An independent director is someone who does not have any material or pecuniary relationship with the company/directors. Section 149(6) of the Companies Act 2013 [Act] prescribes the criteria for independent directors which are as follows: 

  1. such individuals must possess integrity and relevant industrial expertise; 
  2. such individuals must not have any material or pecuniary relationship with the company or its subsidiaries; 
  3. they or their relatives should not have had any pecuniary relationship with the company or its subsidiaries, amounting to 2% or more of its gross turnover or total income or INR 5 million, whichever is less, during the two immediately preceding financial years or in the current financial year; 
  4. such appointees or their relatives should not have any key managerial position in the company or its subsidiary companies during any of the three preceding financial years; 
  5. such persons or their relatives should not have been an employee of the company or its subsidiary companies during any of the three preceding financial years; 
  6. they or their relatives must not be a director of a nonprofit organization, which receives 25% or more of its receipts from the company or its subsidiary companies or its promoters/directors or from anyone who holds 2% of voting rights in such companies;
  7. such individuals must not be a promoter of the company or its subsidiaries; 
  8. they must not hold more than 2% voting rights in the company either by themselves or together with their relatives.
However 'independence' is not affected if a relative of the independent director holds a key position in a competitor entity.
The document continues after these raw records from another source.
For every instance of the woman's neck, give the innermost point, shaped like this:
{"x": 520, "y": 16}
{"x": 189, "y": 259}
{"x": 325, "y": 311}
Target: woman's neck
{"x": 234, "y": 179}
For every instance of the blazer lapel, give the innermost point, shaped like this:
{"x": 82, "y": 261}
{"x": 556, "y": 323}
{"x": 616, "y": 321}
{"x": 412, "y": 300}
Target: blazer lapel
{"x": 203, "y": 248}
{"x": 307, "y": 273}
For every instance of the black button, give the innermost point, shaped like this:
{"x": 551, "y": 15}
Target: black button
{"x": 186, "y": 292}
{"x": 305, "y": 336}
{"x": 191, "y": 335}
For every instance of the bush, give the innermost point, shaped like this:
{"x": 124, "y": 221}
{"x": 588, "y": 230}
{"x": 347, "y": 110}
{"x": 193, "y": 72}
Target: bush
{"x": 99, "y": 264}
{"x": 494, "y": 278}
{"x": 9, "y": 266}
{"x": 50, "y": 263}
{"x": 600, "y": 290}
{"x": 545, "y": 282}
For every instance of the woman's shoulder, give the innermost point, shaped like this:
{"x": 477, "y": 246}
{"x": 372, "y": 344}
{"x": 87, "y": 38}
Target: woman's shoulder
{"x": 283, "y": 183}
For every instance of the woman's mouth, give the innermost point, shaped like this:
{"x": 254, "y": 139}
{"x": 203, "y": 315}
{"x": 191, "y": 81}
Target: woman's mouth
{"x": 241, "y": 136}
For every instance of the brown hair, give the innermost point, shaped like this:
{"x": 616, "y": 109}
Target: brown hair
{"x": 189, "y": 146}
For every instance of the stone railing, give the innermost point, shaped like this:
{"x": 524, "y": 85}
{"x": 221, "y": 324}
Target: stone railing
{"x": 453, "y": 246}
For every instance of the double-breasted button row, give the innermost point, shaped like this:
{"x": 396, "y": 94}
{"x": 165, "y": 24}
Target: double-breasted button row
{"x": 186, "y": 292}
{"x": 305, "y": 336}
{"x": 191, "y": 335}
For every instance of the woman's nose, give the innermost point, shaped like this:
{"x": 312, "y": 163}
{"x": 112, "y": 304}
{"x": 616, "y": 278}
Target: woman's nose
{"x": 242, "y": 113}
Both under the Companies Act and SEBI's Listing Agreement, it is possible for a director to be an independent director of a company, though his or her spouse/ relative is a director of a competitor company,

Remuneration:

The Act expressly disallows independent directors from obtaining stock options and remuneration other than sitting fees and reimbursement of travel expenses for attending the board and other meetings. Profit related commission may be paid to them, but subject to the approval of the shareholders. The reason for restricting the remuneration was to prevent personal financial nexus with the company and to safeguard their independence. However, the flip side is if the remuneration is not attractive then it would be difficult for companies to attract suitable and experienced persons for the position.